ChIP-seq data from A. thaliana, A. lyrata, rice and maize were downloaded from SRA database, and their accession numbers were listed in “Additional file 5”. After quality filtering using sickle (version 1.210), clean reads were mapped to genome using bowtie2 (version 2.2.6) [65], and the parameter was set as -N 1. Peak calling was subjected to MACS (version 2.1.2) with module “callpeak” (version 2.1.2), and the parameters were set as --keep-dup 1 and -q 0.01 [66].

TE annotation

Whole genomic repeats and TEs of the eight plant species in this study were identified using RepeatMasker 3.3.0 with parameters setting as -xsmall, and the RepBase20.02 were used as reference library. TE-lncRNAs were defined as lncRNAs with exon sequence overlapping at least 5 bp to TE sequences.

PhastCons score

Lastz (version 1.02.00) was used for inter-species alignments, then TBA (version v12) was used for final integration to obtain genome-wide alignment files for all eight species [67]. PhastCons score (PCs) were calculated using phast (version 1.3) according to the results of genome-wide alignment [39]. Conserved patches in lncRNAs were defined as short patches (12 bp) with PCs more than 0.6, and meanwhile PCs of the whole lncRNAs were less than 0.3.
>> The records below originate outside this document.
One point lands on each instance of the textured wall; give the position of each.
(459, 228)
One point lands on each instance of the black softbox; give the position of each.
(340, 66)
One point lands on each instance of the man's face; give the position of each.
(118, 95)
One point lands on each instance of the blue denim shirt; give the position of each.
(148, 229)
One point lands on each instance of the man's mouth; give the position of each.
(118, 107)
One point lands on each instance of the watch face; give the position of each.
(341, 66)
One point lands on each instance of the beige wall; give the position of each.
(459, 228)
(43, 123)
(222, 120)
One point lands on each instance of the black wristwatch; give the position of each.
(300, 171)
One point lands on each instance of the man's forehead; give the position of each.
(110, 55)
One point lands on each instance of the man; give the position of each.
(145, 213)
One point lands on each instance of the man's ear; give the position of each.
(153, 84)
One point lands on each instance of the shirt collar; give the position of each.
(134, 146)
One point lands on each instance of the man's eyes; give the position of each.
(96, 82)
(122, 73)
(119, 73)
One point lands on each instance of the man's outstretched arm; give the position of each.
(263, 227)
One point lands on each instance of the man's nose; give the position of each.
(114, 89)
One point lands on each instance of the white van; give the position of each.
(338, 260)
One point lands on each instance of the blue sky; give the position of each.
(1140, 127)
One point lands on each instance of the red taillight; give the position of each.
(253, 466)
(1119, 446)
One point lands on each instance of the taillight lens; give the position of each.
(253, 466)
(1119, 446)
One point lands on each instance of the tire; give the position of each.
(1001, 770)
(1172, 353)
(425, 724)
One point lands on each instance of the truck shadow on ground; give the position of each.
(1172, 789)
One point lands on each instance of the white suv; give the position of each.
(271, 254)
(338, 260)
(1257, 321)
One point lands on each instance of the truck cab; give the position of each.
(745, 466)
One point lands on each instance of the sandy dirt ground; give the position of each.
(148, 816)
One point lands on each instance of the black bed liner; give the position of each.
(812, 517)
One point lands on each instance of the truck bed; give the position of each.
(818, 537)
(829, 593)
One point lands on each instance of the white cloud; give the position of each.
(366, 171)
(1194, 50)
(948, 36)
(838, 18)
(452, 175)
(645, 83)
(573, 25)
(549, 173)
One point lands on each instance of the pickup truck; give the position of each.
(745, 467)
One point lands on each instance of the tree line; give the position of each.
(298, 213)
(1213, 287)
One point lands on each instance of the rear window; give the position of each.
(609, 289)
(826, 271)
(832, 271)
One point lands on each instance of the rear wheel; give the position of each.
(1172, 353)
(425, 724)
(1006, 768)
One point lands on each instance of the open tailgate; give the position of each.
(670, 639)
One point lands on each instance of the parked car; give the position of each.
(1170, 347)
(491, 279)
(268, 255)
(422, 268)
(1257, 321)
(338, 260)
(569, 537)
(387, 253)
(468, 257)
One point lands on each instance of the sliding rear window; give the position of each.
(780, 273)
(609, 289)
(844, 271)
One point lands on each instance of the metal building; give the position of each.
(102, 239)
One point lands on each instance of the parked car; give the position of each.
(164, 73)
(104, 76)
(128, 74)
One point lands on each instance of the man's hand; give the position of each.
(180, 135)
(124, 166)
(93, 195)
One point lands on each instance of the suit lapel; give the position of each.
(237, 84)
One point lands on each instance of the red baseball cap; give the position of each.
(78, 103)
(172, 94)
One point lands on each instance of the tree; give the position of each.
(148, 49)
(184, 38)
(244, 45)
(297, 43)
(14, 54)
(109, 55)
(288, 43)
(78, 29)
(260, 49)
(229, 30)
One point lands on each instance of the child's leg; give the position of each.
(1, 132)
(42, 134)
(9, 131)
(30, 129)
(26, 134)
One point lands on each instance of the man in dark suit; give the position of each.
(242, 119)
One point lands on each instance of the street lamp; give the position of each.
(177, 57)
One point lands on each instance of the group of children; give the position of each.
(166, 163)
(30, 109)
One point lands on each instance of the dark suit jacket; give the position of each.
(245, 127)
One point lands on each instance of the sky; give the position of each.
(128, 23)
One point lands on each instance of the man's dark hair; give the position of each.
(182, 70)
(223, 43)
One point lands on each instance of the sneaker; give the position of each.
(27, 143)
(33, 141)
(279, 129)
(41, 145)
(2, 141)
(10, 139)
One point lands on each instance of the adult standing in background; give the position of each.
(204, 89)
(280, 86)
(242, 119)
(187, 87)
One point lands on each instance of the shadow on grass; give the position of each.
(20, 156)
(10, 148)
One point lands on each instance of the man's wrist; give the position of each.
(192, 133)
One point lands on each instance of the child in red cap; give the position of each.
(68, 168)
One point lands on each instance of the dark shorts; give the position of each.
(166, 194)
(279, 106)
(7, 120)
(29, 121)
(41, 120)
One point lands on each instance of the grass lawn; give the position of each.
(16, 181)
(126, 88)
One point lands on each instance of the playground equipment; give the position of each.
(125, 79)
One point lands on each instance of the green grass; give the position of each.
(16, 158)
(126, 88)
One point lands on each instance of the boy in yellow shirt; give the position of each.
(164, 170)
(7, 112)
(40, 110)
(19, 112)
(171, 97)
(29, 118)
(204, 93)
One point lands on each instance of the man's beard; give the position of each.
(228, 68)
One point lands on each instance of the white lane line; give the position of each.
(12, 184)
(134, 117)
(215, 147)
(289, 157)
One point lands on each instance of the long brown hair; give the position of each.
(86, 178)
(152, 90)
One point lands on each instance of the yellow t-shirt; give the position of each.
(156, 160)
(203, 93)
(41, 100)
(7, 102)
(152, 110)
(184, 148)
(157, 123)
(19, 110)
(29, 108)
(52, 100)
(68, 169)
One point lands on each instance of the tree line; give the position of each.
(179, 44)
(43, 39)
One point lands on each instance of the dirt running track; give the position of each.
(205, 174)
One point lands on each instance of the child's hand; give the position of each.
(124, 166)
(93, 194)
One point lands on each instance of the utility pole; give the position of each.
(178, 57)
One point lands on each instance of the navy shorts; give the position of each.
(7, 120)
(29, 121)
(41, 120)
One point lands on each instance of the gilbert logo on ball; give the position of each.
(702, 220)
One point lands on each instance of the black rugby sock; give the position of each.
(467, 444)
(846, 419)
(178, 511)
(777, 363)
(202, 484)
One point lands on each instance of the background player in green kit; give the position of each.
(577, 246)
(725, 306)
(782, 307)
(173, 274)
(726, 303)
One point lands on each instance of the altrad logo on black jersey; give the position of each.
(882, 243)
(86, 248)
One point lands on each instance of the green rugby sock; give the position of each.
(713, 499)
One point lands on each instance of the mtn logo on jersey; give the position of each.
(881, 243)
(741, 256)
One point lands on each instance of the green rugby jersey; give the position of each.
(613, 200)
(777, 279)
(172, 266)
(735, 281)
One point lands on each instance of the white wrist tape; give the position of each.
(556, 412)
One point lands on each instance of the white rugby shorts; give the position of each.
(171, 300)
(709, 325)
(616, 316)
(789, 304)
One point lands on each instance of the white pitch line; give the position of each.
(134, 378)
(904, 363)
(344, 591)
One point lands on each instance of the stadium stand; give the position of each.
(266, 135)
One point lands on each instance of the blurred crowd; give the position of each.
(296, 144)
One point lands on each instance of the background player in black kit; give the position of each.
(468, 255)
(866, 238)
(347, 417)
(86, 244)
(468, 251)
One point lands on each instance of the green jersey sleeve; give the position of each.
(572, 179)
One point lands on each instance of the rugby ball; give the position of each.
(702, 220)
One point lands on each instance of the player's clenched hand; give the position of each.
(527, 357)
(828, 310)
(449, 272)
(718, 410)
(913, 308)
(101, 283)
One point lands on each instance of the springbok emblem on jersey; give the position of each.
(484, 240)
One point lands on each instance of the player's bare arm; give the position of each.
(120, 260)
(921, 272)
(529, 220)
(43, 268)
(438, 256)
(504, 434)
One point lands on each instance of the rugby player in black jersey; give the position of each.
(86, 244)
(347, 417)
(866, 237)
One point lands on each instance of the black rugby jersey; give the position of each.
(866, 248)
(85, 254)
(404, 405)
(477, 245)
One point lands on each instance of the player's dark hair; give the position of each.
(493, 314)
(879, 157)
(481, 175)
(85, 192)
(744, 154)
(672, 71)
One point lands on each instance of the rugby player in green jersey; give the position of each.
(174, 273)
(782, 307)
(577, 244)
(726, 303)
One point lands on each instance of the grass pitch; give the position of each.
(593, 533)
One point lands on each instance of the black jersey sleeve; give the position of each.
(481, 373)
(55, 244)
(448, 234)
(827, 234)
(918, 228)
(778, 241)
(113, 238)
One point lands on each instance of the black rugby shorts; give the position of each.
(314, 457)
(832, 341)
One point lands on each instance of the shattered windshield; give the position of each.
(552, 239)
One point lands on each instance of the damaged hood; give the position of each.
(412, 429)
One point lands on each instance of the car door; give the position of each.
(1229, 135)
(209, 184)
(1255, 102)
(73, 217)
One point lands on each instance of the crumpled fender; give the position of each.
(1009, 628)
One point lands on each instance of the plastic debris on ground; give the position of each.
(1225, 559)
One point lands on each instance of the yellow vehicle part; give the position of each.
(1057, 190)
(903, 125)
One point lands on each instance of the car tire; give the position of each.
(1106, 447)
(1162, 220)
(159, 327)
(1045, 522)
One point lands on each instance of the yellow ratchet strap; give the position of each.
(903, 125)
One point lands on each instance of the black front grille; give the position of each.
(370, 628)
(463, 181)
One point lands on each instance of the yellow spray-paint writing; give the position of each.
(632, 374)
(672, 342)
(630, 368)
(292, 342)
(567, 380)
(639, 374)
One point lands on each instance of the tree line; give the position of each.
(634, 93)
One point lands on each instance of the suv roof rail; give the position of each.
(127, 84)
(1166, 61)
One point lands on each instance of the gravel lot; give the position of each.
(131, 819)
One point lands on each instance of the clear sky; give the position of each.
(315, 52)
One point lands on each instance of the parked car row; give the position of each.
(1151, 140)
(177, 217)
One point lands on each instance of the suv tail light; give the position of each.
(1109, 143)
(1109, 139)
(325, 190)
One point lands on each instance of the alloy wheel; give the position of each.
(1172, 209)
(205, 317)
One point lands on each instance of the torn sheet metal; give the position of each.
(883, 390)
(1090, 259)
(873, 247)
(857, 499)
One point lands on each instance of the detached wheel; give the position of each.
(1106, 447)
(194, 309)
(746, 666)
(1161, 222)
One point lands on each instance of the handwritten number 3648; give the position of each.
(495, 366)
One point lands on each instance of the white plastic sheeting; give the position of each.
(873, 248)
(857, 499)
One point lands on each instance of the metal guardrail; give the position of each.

WGCNA network construction

The WGCNA co-expressional network was constructed with R package WGCNA (version 1.68) using the FPKMs from all the 12 tissues of selected genes in A. thaliana [68]. Genes complying with the following criteria were selected to construct the network: 1) lncNATs expressing in one or two tissues, and their expression levels were among the top 10%; 2) lincRNAs expressing in one or two tissues, and with which the maximum FPKM was larger than 1; 3) mRNAs with FPKM larger than 1. The parameters of the key function “blockwiseModules” were set as: power = 16, mergeCutHeight = 0.25, and reassignThreshold = 0. The network of each module was showed by Cytoscape (Version 3.6.1) [69]. GO enrichment analysis was subjected by BiNGO (version 3.0.3), and the parameters were set as: the multiple testing correlation - “FDR correlation”, ontology file - “GOSlim_Plants”, and the organism annotation - “Arabidopsis thaliana” [70].